Breasts is a 50-minute
documentary from 1996, released on DVD in 2006 with about 20 minutes of
outtakes and a 10-minute interview with the filmmakers. Most of the film
consists of interviews with 22 women talking about their breasts. Most are
interviewed on their own, but some are mothers with a daughter. Most are white
and adults, but there’s a diversity in the subjects: some are African-American,
some are younger, some are older. A few of the women have had
breast-enlargement, and one had breast-reduction. They talk about puberty,
sexuality, relationships, having small, or large breasts, breast feeding, bras,
breast cancer, mastectomies, their feelings of pride and shame, and getting
used to how they look and feel. Most of the women are shown without their
bras, although their breasts are not always in frame. The women talk freely
and openly; they are occasionally embarrassed or awkward, but they are eloquent
and full of expression, and often they laugh. The tone is also kept quite
light by the clips from old movies, advertisements, and informational films
between the different sections.
As the filmmakers say in their
interview on the DVD extras, men will not normally get to hear women talking
about their breasts in this open way.
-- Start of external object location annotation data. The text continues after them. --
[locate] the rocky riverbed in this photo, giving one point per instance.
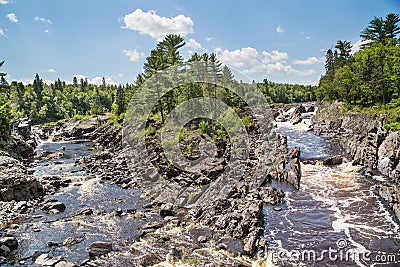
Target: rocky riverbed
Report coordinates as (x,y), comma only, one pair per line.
(78,203)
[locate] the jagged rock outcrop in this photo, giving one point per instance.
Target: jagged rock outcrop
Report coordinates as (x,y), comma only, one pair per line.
(15,183)
(294,172)
(279,171)
(367,143)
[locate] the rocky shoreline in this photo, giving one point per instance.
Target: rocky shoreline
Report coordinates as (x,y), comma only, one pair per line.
(367,143)
(228,231)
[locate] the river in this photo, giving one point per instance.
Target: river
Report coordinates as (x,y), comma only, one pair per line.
(69,235)
(335,219)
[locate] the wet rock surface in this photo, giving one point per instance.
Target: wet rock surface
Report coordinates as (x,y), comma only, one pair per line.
(367,143)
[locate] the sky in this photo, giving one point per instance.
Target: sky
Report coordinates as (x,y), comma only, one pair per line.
(282,41)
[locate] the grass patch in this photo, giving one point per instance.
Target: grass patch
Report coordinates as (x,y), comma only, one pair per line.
(394,126)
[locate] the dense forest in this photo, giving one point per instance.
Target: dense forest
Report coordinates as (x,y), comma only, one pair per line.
(73,100)
(369,77)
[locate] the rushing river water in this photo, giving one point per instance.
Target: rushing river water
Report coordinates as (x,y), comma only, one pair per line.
(335,219)
(43,230)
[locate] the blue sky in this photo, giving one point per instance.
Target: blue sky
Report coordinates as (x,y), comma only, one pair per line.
(283,41)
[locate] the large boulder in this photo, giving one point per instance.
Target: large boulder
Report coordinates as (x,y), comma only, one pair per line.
(389,156)
(15,183)
(294,172)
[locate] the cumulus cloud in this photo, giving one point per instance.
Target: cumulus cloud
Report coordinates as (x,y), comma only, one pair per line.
(250,61)
(156,26)
(357,46)
(133,55)
(97,80)
(42,20)
(2,34)
(192,43)
(279,29)
(12,17)
(308,61)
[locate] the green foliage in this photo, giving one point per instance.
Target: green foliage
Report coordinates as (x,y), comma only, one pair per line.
(394,126)
(5,117)
(181,136)
(204,127)
(247,121)
(287,93)
(371,76)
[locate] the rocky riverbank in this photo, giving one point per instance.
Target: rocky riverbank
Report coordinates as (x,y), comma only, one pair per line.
(367,143)
(228,231)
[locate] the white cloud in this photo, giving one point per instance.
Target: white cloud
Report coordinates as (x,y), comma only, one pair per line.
(97,80)
(357,46)
(12,17)
(2,34)
(308,61)
(42,20)
(250,61)
(192,43)
(157,27)
(279,29)
(133,55)
(274,57)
Women may also be unused to talking with
other women about their breasts. Of course, different women have different
kinds of experience, and viewers get a real sense of this diversity. It’s a
refreshing film because of the honesty of the women. At some points, women
talk about their dislike of their breasts, especially those who have had breast
enlargements that was not successful, and they find it painful to open
themselves up emotionally, yet they are still very articulate in explaining
their feelings. At other points, they talk about how they really enjoy having
breasts or come to love the changes in their bodies. While there are probably
no great revelations about how women feel about their breasts, Breasts
is an absorbing documentary that broaches a rarely-discussed topic.
The bonus footage is in the same
vein as the material in the original documentary, and is just as good. The
interview with the filmmakers was done recently, and they talk about how they
went about making the film, as well as the responses they got from both men and
women. These extras make the DVD worth getting.
© 2006 Christian
Perring. All rights reserved.
Christian
Perring, Ph.D., is Academic Chair of the Arts & Humanities
Division and Chair of the Philosophy Department at Dowling College, Long Island. He is also editor of Metapsychology Online Reviews. His main
research is on philosophical issues in medicine, psychiatry and psychology.